For Los Angeles County (unincorporated) Candidates:
Qualified applicants with arrest or conviction records will be considered for employment in accordance with all federal, state, and local laws, including the Los Angeles County Fair Chance Ordinance for Employers and the California Fair Chance Act. Our company believes that criminal history may have a direct, adverse, and negative relationship with the following job duties, potentially resulting in the withdrawal of a conditional offer of employment:
- Interacting and occasionally having unsupervised contact with internal/external clients and/or colleagues.
- Appropriately handling and managing confidential information, including proprietary and trade secret information, and access to information technology systems.

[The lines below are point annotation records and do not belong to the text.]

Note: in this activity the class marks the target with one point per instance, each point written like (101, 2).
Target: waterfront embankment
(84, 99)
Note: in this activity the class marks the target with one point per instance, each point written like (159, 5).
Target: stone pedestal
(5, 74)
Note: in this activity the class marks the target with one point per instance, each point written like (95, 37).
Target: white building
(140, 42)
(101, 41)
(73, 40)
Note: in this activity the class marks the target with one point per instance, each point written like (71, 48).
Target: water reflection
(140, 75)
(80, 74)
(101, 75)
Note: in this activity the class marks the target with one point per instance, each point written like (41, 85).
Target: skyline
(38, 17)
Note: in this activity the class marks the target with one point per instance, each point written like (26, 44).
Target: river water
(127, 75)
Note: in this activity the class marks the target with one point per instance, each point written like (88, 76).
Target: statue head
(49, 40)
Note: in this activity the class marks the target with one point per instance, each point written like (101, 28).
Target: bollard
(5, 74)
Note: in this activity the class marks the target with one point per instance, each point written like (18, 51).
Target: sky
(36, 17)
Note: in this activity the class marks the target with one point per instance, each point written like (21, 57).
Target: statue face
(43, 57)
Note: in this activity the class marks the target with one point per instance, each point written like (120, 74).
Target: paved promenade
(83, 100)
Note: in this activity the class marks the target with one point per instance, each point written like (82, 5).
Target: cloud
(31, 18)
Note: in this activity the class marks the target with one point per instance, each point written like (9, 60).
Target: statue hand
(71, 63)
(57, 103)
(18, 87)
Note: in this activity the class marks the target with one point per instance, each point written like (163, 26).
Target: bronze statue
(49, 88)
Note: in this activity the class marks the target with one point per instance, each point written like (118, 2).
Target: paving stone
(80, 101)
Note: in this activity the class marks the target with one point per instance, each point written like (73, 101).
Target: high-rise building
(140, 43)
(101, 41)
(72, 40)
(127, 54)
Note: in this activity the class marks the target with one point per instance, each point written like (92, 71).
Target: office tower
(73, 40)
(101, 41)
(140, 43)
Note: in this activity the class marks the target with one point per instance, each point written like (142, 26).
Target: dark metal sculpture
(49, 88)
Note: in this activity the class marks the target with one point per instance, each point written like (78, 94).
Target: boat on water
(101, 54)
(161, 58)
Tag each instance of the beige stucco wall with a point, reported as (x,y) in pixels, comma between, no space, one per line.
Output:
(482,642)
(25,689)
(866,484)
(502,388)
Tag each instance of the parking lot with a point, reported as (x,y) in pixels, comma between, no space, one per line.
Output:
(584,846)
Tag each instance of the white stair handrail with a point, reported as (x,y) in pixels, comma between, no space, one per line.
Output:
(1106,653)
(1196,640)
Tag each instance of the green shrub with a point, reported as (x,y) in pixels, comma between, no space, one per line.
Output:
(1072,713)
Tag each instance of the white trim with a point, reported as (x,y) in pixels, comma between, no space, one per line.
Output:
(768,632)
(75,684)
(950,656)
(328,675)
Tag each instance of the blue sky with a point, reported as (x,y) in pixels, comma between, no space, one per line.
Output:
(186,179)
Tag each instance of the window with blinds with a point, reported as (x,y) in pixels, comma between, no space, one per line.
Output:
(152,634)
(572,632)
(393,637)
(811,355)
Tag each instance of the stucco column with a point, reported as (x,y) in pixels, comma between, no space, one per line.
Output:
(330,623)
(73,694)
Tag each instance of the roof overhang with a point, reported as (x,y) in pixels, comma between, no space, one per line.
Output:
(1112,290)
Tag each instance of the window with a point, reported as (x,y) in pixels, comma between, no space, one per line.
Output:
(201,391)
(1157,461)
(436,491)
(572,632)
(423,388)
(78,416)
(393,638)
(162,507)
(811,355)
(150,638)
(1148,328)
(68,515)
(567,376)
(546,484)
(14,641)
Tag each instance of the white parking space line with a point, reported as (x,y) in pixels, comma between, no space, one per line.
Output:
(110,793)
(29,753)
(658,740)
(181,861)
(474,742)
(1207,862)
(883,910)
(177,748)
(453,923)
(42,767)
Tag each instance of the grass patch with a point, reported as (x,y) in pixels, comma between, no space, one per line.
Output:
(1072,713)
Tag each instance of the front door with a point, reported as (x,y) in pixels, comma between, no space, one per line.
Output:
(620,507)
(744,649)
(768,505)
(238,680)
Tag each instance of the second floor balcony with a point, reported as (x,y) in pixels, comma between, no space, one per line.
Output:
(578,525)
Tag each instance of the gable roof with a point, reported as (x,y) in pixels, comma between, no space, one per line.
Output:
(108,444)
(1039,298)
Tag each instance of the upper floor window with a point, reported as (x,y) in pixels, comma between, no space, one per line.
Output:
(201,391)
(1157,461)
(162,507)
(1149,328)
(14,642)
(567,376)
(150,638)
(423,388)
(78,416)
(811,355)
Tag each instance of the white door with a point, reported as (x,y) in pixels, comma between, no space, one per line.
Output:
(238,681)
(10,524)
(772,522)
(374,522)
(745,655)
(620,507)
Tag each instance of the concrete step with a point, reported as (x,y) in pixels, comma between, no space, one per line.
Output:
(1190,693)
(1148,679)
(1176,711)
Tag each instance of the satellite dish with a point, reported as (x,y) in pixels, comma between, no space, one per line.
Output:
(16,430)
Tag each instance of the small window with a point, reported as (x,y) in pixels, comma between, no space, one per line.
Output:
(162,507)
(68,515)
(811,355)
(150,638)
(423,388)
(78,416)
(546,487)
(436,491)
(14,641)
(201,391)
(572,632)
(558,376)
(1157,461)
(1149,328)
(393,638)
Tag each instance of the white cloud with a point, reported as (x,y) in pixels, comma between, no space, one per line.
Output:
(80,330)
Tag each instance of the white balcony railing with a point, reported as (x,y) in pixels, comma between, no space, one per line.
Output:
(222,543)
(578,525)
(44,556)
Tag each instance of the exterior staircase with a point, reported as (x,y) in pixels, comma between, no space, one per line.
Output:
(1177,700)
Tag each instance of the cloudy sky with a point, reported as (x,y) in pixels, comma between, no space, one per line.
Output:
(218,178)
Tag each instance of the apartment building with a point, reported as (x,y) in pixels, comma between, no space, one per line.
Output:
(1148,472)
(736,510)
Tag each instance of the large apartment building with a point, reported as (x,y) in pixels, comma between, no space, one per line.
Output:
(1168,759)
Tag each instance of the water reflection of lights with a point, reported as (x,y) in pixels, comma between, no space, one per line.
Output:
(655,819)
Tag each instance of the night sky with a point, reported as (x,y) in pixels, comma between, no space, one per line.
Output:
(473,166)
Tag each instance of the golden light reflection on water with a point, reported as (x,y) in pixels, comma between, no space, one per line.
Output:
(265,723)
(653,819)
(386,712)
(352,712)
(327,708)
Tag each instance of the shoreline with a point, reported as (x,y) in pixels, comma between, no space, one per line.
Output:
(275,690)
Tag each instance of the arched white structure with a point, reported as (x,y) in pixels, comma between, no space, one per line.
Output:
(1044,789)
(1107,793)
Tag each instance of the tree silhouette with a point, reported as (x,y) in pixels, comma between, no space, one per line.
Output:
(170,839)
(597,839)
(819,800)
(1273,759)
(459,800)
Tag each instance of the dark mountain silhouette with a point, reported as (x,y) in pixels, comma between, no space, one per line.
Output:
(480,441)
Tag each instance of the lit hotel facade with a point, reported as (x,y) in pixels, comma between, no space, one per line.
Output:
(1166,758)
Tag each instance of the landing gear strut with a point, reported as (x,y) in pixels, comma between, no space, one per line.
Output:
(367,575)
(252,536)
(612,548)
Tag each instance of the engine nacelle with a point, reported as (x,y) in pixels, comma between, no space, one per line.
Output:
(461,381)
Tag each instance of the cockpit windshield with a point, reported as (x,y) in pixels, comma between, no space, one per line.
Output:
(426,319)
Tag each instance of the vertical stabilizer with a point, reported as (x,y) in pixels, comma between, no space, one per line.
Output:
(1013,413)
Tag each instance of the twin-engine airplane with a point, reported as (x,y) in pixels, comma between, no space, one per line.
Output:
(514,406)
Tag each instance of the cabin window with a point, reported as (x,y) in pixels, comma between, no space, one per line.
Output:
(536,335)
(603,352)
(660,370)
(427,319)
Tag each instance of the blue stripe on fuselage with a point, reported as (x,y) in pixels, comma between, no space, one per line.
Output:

- Exercising sound judgment.
About Doubao (Seed)
Founded in 2023, the ByteDance Doubao (Seed) Team is dedicated to pioneering advanced AI foundation models. The team’s overarching goal is to lead in cutting-edge research and drive significant technological and societal advancements. With a strong commitment to AI, their research areas encompass deep learning, reinforcement learning, Language, Vision, Audio, AI Infrastructure, and AI Safety. The team operates labs and research positions across China, Singapore, and the US.
Why Join ByteDance
Inspiring creativity is at the core of ByteDance’s mission. Their innovative products are built to help people authentically express themselves, discover, and connect. This mission is made possible by global, diverse teams. Together, ByteDancers create value for communities, inspire creativity, and enrich life—a mission pursued daily. As ByteDancers, the goal is to achieve great things with great people, leading with curiosity, humility, and a desire to make an impact in a rapidly growing tech company. By constantly iterating and fostering an “Always Day 1” mindset, they achieve meaningful breakthroughs for themselves, the Company, and users. Joining ByteDance offers limitless possibilities for creation and growth.
Diversity & Inclusion
ByteDance is committed to creating an inclusive space where employees are valued for their skills, experiences, and unique perspectives. Their platform connects people globally, and so does their workplace. The mission to inspire creativity and enrich life is supported by a commitment to celebrating diverse voices and creating an environment that reflects the many communities they reach. ByteDance is passionate about Diversity & Inclusion and encourages candidates who share this passion.
Reasonable Accommodation
ByteDance is dedicated to providing reasonable accommodations in their recruitment processes for candidates with disabilities, pregnancy, sincerely held religious beliefs, or other reasons protected by applicable laws. If you require assistance or a reasonable accommodation, please reach out via the provided link: https://tinyurl.com/RA-request
Application Process
Applications will be reviewed on a rolling basis; therefore, early application is encouraged. Please clearly state your availability (Start date, End date) in your resume.